Add SequenceInstantiable, map(into:) to the stdlib, make map, filter, reduce etc. lazy by default

(Logan Shire) #1

The fact that map, filter, reduce etc return arrays by default is a consistent point of frustration for myself and many other users. Having to jump through a bunch of hoops just to avoid unnecessary intermediate arrays with .lazy all over the place is annoying at best and hazardous at worst (especially for large collections).

Just a couple of weeks ago @tkrajacic posted hoping for a way to easily map from a Set to a Set which unfortunately isn't really possible without Higher Kinded Types. That said, we could still make the current APIs much more ergonomic and mapping sequences lazy by default.

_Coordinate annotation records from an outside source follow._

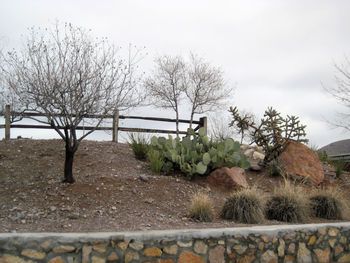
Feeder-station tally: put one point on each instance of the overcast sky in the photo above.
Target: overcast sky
(277, 53)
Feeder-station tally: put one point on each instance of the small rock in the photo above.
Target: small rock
(149, 201)
(73, 216)
(255, 167)
(144, 178)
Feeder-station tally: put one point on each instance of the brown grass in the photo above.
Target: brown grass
(288, 203)
(244, 206)
(201, 207)
(328, 203)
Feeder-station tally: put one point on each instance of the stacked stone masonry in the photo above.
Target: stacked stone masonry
(287, 243)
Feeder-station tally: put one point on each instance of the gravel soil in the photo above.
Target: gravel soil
(113, 191)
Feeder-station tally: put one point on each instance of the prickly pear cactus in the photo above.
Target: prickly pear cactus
(196, 154)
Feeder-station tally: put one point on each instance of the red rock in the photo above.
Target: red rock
(300, 161)
(228, 178)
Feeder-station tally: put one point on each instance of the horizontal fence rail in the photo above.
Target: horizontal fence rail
(202, 122)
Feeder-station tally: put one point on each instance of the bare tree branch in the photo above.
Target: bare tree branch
(65, 71)
(206, 88)
(167, 84)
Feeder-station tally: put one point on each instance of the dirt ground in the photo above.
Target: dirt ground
(113, 190)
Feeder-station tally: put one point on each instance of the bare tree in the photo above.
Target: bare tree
(219, 129)
(68, 75)
(341, 92)
(167, 84)
(206, 88)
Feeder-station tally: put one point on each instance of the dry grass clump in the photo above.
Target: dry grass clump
(201, 207)
(327, 203)
(288, 203)
(244, 206)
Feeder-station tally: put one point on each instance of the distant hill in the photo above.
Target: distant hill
(338, 147)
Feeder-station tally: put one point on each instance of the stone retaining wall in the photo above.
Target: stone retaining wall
(281, 243)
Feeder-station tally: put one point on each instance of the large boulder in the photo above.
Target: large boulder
(298, 160)
(228, 178)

I propose adding a SequenceInstantiable protocol to the standard library which is defined as follows:

protocol SequenceInstantiable: Sequence {
    associatedtype SequenceElement
    init<S>(_ s: S) where S: Sequence, S.Element == SequenceElement
}

We could then make Array, Set, Dictionary and all of the other concrete standard library sequence types implement it in extensions:

extension Array: SequenceInstantiable {
    typealias SequenceElement = Element
}

extension Set: SequenceInstantiable {
    typealias SequenceElement = Element
}

extension Dictionary: SequenceInstantiable {
    typealias SequenceElement = (Key, Value)
    init<S>(_ s: S) where S: Sequence, S.Element == (Key, Value) {
        self.init(uniqueKeysWithValues: s)
    }
}

This would allow us to provide a map(into:) function where you can feed an arbitrary sequence into a type's constructor:

extension Sequence {
    func map<S>(into: S.Type) -> S where S: SequenceInstantiable, S.SequenceElement == Element {
        return S(self)
    }
}

This function would allow us to chain lazy functional operators and then finally pipe it into the desired type:

let mappedValues = setOfValues.lazy
    .map { ... }
    .filter { ... }
    .map(into: Set.self)

I'd also, perhaps more controversially, like to propose making map, filter et al lazy by default. I.e. we'd replace them with, essentially:

extension Sequence {
    func newFilter(_ isIncluded: @escaping (Element) -> Bool) -> LazyFilterSequence<Self> {
        return self.lazy.filter(isIncluded)
    }

    func newMap<U>(_ transform: @escaping (Element) -> U) -> LazyMapSequence<Self, U> {
        return self.lazy.map(transform)
    }
}

I believe making these functions lazy by default will save engineers from more bugs than any additional frustration this might cause. We can maintain almost complete source compatibility by writing another extension:

extension Sequence {
    func newMap<S, U>(_ transform: @escaping (Element) -> U) -> S where S: SequenceInstantiable, S.SequenceElement == U {
        return S(self.lazy.map(transform))
    }
}

Which will provide the identical behavior to today's map assuming the type can be inferred to be an array. If the type cannot be inferred to be an array, the Xcode source migrator could add an explicit array type annotation.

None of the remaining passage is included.